Charles' murderer, Thomas Vest, was arrested, but then escaped with the help of armed friends. Allen and son Elisha rushed to Elkins, where they stayed with Narcissus's sisters Sarah and Jane. Reported the Inter-Mountain, Allen was "very indignant over the escape of Vest, and hopes that he may be captured." The tall, upright grave marker for Charles and his brothers James and Julius is seen here.
Allen died on Oct. 11, 1916 at his farm about three miles west of Kingwood, "on the Morgantown pike." The Journal called him "an aged and respected citizen of this section…. [He] had been in ill health for several years but not until a short time ago did he break down."

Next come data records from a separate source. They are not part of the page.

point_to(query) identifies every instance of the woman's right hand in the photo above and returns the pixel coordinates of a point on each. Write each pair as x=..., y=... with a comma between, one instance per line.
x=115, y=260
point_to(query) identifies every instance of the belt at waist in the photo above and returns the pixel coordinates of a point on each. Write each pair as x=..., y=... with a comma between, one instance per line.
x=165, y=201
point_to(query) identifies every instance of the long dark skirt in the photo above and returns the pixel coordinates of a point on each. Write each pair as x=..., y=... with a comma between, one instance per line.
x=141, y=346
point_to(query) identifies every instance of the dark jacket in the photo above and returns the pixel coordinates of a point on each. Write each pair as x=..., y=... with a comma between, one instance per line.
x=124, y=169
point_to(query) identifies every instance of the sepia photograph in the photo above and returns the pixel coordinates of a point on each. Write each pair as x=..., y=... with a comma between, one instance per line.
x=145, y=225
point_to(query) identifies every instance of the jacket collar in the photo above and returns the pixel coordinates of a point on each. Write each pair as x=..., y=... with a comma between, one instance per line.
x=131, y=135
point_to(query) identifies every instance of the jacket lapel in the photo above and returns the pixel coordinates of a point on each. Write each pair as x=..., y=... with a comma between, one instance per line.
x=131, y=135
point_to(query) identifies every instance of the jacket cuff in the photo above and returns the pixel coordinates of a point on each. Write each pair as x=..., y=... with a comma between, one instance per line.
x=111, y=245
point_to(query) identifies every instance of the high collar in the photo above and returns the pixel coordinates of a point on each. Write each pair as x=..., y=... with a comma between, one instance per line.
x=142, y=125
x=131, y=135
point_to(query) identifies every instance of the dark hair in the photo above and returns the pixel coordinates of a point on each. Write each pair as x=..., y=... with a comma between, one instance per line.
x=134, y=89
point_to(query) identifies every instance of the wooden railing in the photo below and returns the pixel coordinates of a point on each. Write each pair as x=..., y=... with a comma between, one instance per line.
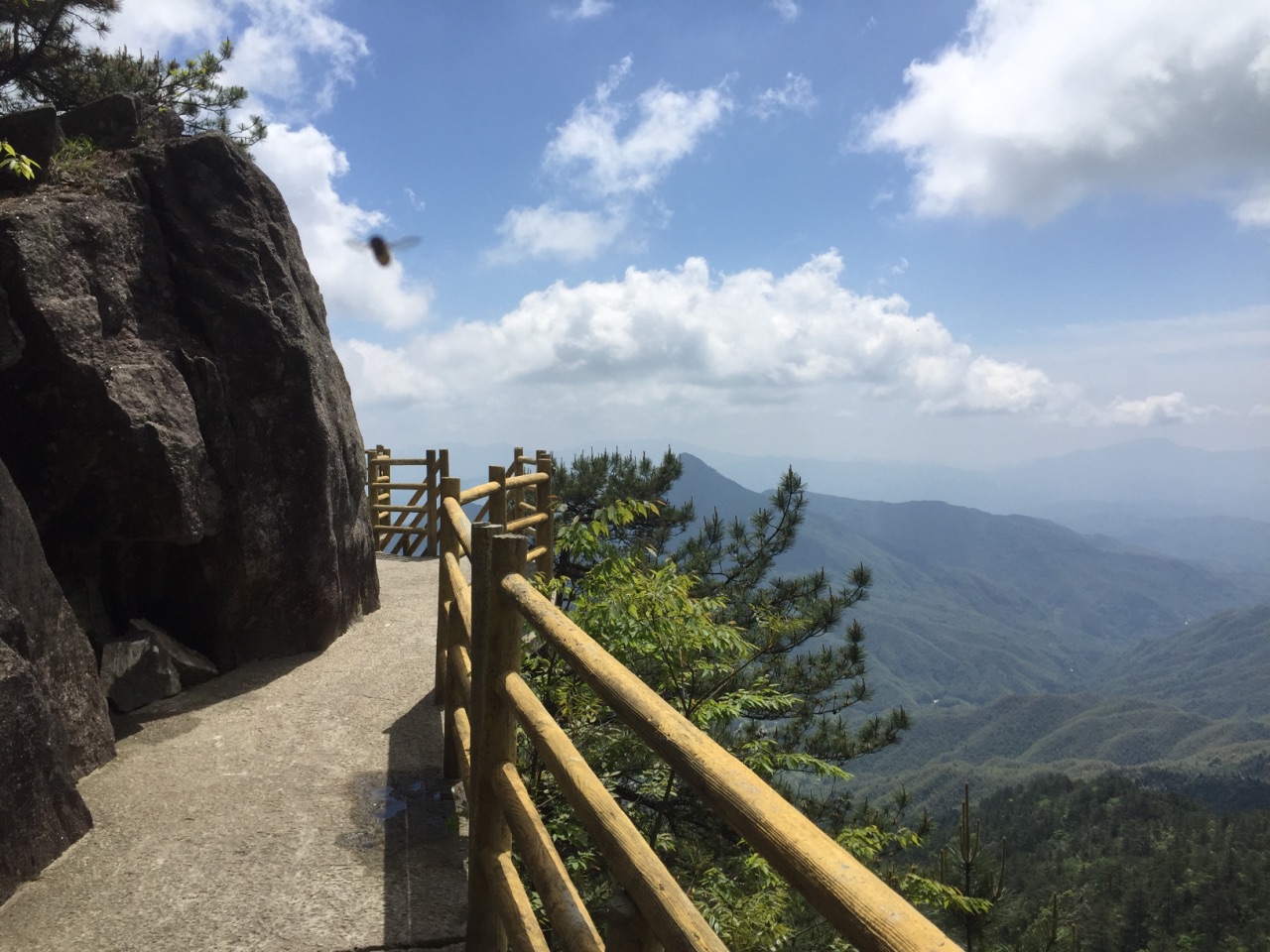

Narcissus suffered from organic heart disease during the last decade of her life. She died at Kingwood on Jan. 18, 1918, a few weeks shy of her 80th birthday. The Journal said she "was a consistent member of the M.E. church," and that her funeral services were held at her former home, conducted by Rev. T.E. Gainer, pastor of the United Brethren church. "The funeral services were largely attended by a host of friends, who came to pay the last tribute to a life-long friend, after which her remains were laid to rest in the Kingwood cemetery, to await the great day when the earth shall give up its dead."
The Preston County Journal said she "was a consistent member of the [Methodist Episcopal] church…. The funeral services were largely attended by a host of friends, who came to pay the last tribute to a life-long friend, after which her remains were laid to rest in the Kingwood cemetery, to await the great day when the earth shall give up its dead."
Daughter Martha and her husband Levi S. Shomaker bought the 107-acre "home place" in 1912.
The Shomakers' daughters, Jane (Shomaker) Shaffer Watson and Sarah Ann (Shomaker) Shackelford authored the family memoir published in the 1979 county history.